Returning to a full-time job isn’t an easy decision for any mom to make. So when Brothers & Sisters executive producer and director Ken Olin approached her, Calista Flockhart had many, many questions. “She loved the script,” says Olin, “but then she’d go, ‘What is the schedule going to be? And what are the expectations?'” Olin patiently waited for her to decide—the role was written with her in mind—but was just about ready to begin searching for someone else when Flockhart finally said yes. She was intrigued by the role: a conservative talk show host at odds with her liberal family. And she could not resist the challenge of playing someone “whose political views are fundamentally different than mine,” she said in July. “That definitely attracted me to the part.” Plus, she told Olin, “I miss acting.”
After all, Flockhart, 41, had all but retired since Ally McBeal—the TV show that had made her a Mary Tyler Moore for the new millennium—went off the air in 2002. Her post-Ally acting work has been very limited; a play here, a couple of indie films there. Away from the cameras, she settled into a new life with Harrison Ford, 64, whom she met at the Golden Globes in 2002, and her now 5-year-old son Liam.
It was a much-needed break. During her Ally McBeal years, the spotlight burned bright—and hot. Her controversial character on the show, a brainy attorney, was criticized for also being neurotic and boy-crazy. And speculation over whether Flockhart was getting too thin also provided years of media fodder. Then there was the nonstop schedule. “She worked her a–off 24/7 on Ally,” says Elizabeth Stewart, her stylist and pal of eight years. “Now she’s in a great relationship and she has an amazing kid. She’s much more relaxed. Her life is more balanced.” But after being a stay-at-home mom for the better part of four years, Flockhart liked the idea of going back to work. “I love being a mom, but as any mother will tell you, if you stay home with a [toddler] 24/7, you get mush brain,” Flockhart said. “You start wishing you were working. Then when you’re working, you’re wishing that you’re home. It’s a tough dilemma.”
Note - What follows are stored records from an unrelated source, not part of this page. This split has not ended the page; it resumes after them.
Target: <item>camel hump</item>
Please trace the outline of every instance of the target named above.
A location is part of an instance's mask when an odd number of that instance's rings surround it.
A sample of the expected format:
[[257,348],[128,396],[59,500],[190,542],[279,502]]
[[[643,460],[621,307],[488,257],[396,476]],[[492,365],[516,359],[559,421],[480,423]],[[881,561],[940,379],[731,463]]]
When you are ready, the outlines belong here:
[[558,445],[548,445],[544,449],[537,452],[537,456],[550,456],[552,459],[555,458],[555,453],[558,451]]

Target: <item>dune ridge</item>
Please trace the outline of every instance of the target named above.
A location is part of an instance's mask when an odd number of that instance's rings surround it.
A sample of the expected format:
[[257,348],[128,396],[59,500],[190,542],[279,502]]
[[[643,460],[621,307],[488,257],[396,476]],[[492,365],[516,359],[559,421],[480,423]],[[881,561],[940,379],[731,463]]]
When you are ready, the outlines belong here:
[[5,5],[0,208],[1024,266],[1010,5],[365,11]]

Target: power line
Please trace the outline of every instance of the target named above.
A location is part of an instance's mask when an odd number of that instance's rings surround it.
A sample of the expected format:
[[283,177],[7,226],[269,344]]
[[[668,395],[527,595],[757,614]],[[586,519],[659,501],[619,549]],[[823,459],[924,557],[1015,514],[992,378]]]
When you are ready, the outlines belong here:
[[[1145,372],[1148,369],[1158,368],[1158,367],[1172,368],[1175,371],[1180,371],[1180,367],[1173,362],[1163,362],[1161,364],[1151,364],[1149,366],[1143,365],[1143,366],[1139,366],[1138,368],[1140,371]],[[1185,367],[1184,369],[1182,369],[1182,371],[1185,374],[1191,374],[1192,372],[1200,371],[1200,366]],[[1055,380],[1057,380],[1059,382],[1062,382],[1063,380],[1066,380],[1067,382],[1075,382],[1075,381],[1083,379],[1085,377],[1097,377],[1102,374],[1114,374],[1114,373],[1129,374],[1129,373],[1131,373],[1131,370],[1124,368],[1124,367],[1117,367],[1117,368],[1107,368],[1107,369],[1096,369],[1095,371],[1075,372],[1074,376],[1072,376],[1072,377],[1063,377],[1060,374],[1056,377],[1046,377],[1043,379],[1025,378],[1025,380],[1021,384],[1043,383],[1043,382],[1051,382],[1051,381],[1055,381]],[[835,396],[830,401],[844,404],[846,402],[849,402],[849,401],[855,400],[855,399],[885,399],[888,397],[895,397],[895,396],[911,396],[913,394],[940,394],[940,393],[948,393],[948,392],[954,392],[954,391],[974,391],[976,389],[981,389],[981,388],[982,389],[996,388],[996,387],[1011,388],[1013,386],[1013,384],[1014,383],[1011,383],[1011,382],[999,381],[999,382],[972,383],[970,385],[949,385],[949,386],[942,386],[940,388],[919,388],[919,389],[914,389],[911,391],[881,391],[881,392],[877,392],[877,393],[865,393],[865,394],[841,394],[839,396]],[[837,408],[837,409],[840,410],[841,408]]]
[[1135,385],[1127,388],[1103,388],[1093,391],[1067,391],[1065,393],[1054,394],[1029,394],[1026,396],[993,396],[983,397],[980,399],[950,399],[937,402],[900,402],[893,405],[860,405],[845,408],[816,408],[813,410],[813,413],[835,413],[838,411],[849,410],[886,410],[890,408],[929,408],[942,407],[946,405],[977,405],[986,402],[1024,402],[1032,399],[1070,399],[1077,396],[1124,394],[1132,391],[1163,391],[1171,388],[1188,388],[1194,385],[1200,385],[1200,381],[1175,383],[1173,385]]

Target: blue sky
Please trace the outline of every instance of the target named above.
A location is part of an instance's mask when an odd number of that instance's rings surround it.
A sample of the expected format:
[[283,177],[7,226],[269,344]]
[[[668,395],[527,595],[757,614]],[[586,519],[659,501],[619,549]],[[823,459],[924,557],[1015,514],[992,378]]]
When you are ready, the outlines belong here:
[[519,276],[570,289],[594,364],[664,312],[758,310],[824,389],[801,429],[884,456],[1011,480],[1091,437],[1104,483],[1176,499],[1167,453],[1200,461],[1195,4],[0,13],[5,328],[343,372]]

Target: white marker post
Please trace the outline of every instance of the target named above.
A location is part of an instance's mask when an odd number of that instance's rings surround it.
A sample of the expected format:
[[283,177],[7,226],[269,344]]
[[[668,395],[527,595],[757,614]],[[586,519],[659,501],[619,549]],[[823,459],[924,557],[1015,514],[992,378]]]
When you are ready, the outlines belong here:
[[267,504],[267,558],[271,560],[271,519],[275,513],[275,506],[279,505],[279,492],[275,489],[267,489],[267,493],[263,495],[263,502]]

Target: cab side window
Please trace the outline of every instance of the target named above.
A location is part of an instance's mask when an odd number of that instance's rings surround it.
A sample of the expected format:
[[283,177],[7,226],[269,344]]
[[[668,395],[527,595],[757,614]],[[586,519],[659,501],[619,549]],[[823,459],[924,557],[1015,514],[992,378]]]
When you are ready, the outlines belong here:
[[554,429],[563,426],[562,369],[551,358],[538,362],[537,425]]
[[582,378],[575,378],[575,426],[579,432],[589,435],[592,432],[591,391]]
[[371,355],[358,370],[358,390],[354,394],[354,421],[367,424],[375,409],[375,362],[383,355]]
Flockhart still finds time for the things she loves: cooking at her and Ford’s L.A. home, taking piano lessons, reading (she’s currently into Fiasco, a critique of the Iraq war by Washington Post correspondent Thomas Ricks) and spending a lot of time outdoors with her son. “She loves to take Liam and her dogs hiking,” says a friend. And when she’s stuck on-set for those long days of shooting, Flockhart gets a piece of home delivered to her when Ford comes to visit. “He and Calista are fantastic together,” says Dave Annable, who plays Flockhart’s brother Justin on the show. Adds Sally Field, who plays Flockhart’s mother: “Harrison doesn’t have that actor’s nature where it’s all about him. He’s a real guy and a good person.”
Liam, however, would rather stay home and play with his Legos than get a visitor’s pass to the ABC studio lot. While other cast members’ kids (like Rachel Griffiths’s 2-year-old son Banjo) hang out in the on-set nursery, “Calista says Liam doesn’t really have much interest in [being on-set],” says Olin. “He loves being in school. He’s a very happy kid.” In fact, the little guy, who just started kindergarten this fall, adapted to Flockhart’s new schedule more quickly than she did. “I can’t say I had an easy time,” said Flockhart of her first few weeks on the set of Brothers. “But he’s really okay with it. He always says, ‘Well, you’re a mom, but you’re an actress too.'”
Still, for Flockhart, the role of Mom is clearly the more meaningful one at this point in her life. “We talk about Liam a lot,” says Field. “Calista and I will look at each other and I know we’re going to get through a scene as quick as we can because she needs to get home to put him to bed. Many times I’ve leaned over and said, ‘I’m gonna get you out of here!’ We’ll do it in one or two takes, then I say, ‘Go, go, go!'” Not all days are so easy. “It sometimes catches up to her that she really misses her kid. It’s got to be hard, that first job back,” says Annable. “But any time his name is mentioned, a huge grin comes on her face. You can really tell where he stands in her book.”